Thursday, April 2, 2015

Iraq vet Phil Klay's "brutal, piercing, sometimes darkly funny collection" wins National Book Award

REDEPLOYMENT, Phil Klay’s debut novel, is grim. Dark grim. Funny grim. Despairingly grim. Infuriatingly grim. Grim grim. And brilliant.

Set mostly in Iraq during the surge, it is a collection of twelve short stories, each told by a different character in first person. The book “asks us to understand what happened there, and what happened to the soldiers who returned. Interwoven with themes of brutality and faith, guilt and fear, helplessness and survival, the characters in these stories struggle to make meaning out of chaos.” (bookbrowse.com, 3/18/15)

In describing the book, the National Book Award judges said, “These stories reveal the intricate combination of monotony, bureaucracy,
comradeship, and violence that make up a soldier’s daily life at war, and the isolation, remorse and despair that can accompany a soldier’s homecoming.” (nationalbook.org)

And, as Dexter Filkins wrote in The New York Times Sunday Book Review (3/6/14), “Klay has a nearly perfect ear for the language of the grunts – the cursing, the cadence, the mixing of humor and hopelessness.”

The title story opens with the line, “We shot dogs,” which Klay has said was the only line he had clearly in mind when he started. In Iraq, the narrator and his fellow Marines shoot street dogs to stop them from lapping up the blood of the wounded and dead. He returns home, tired and uneasy, to his wife and his own elderly dog:

Cheryl said, ‘How are you?’ which meant, How was it? Are you crazy now?

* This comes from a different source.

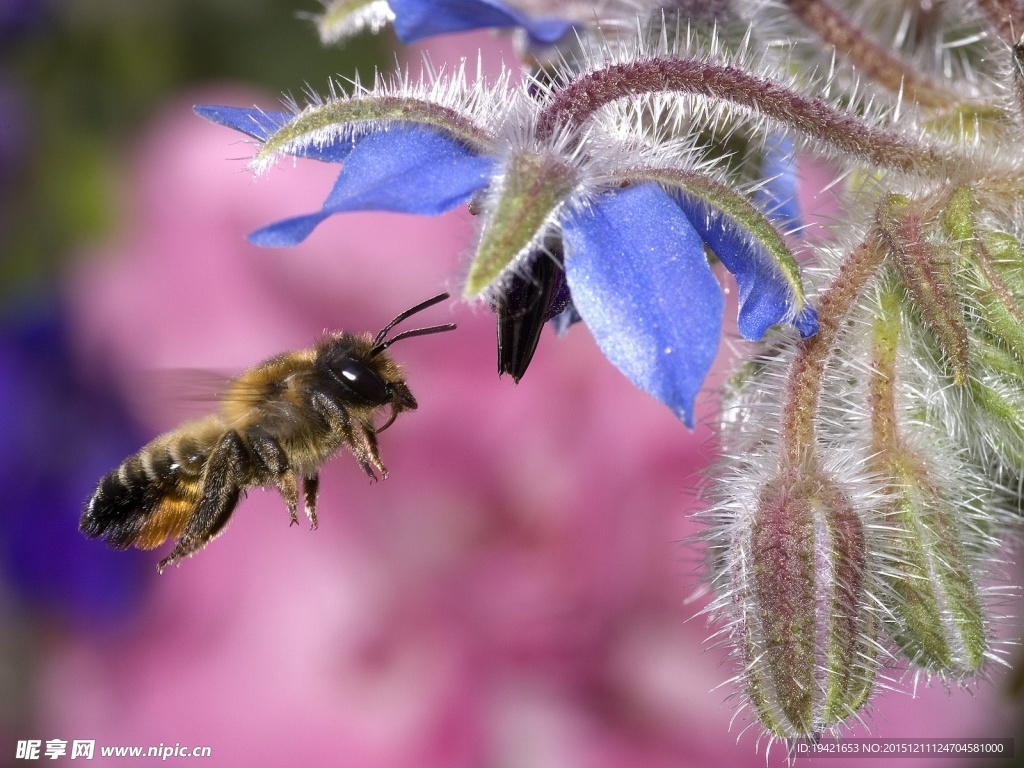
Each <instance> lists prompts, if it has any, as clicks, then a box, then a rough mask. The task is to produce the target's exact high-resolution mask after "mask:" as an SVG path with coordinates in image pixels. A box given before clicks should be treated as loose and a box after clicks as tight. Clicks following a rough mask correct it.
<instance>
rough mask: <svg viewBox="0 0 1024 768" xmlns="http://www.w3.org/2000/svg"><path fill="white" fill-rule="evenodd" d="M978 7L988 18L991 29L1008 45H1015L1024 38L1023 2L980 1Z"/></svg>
mask: <svg viewBox="0 0 1024 768" xmlns="http://www.w3.org/2000/svg"><path fill="white" fill-rule="evenodd" d="M978 7H979V8H981V10H982V11H983V12H984V14H985V15H986V16H988V23H989V26H990V28H991V29H992V31H993V32H995V34H996V35H998V37H999V39H1000V40H1002V42H1005V43H1006V44H1007V45H1015V44H1016V43H1018V42H1020V40H1021V37H1022V36H1024V2H1022V0H978Z"/></svg>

When it’s apparent that his own sick dog, Vicar, must be put down, he decides he has to do it himself. He carries the dog to a stream.

He was heavy and warm, and he licked my face as I carried him, slow, lazy licks from a dog that’s been happy all his life. When I put him down and stepped back, he looked up at me. He wagged his tail. And I froze.

As he looks at the dog, a particularly horrendous memory from his deployment comes back.

Staring at Vicar, it was the same thing. This feeling, like, something in me is going to break if I do this.

In “After Action Report,” a Marine called Tinhead shoots and kills a young Iraqi boy who has run out of his house with an AK. The boy’s mother “came just in time to see bits of him blow out of his shoulders.” Tinhead asks his best buddy to say he killed the boy because he cannot bear to talk about what he has done.

“Money As a Weapons System” is an infuriating but darkly amusing tale about the tens of millions of US taxpayers’ dollars we poured into “projects” in Iraq: a water plant that was so poorly designed that pipes would explode if it were ever actually completed. The “project manager” who has long since abandoned the plant and in favor of an extended visit to select “temporary wives” in Iran, shrugs off questions about where all the money has gone. The plant is on the Shi’a side of town. When the manager and the Shi’a powers-that-be finally understand that, if the plant is completed and started up, it will explode every toilet and water line on the Sunni side, work immediately begins again. Then there is the Mattress King back in the US, with ties to Congressmen, who insists that the way to win the war is to teach the Iraqis baseball. He ships over uniforms and equipment and demands (through his Congressional pals) pictures of kids playing the game. The Foreign Service Officer who narrates the story finally manages to corral a couple of Iraqi boys and stage a photo to send back.

A chaplain has a crisis of faith in “Fire in the Furnace” after he tells a troubled soldier, “And I don’t know what any of us can do except pray He gives us the strength to do what we must.” The chaplain thinks,

I wasn’t sure I believed the words I was saying to him or there were any words I’d believe in. What do words matter in Ramadi?

Phil Klay is a graduate of Dartmouth and has an MFA from Hunter College. He served in the US Marine Corps in Anbar Province. His debut book won the 2014 National Book Award. He was shortlisted for the Frank O’Connor Prize and named a National Book Foundation “5 Under 35” honoree. This year he received the 2015 National Book Critics’ Circle John Leonard Award for best debut book in any genre. His work has appeared in, among other places, Granta and Tin House.

In the citation that accompanied the National Book Award, the judges said, “In these thematically linked stories, Phil Klay creates a kaleidoscopic vision of conflict and homecoming. With a strikingly original set of voices, Klay inhabits the hearts of grunts, mortuary workers, chaplains, psy-ops officers, and civilian bureaucrats muddling through doomed reconstruction projects. If all wars ultimately find their Homer, this brutal, piercing, sometimes darkly funny collection stakes Klay’s claim for consideration as the quintessential storyteller of America’s Iraq conflict.”

He is working on another novel. (For more, see the Shelf Awareness Q&A, reprinted at philklay.com).

1 comment:

  1. I didn't read this post until today. I hate war and anything or anyone who glorifies it or gains profit from it. I also have little respect for anyone who would kill their own dog rather than taking it to a vet and having it calmly fall asleep in its owners arms. But after the post on 6-7-15 I just might think about reading, "redeployment".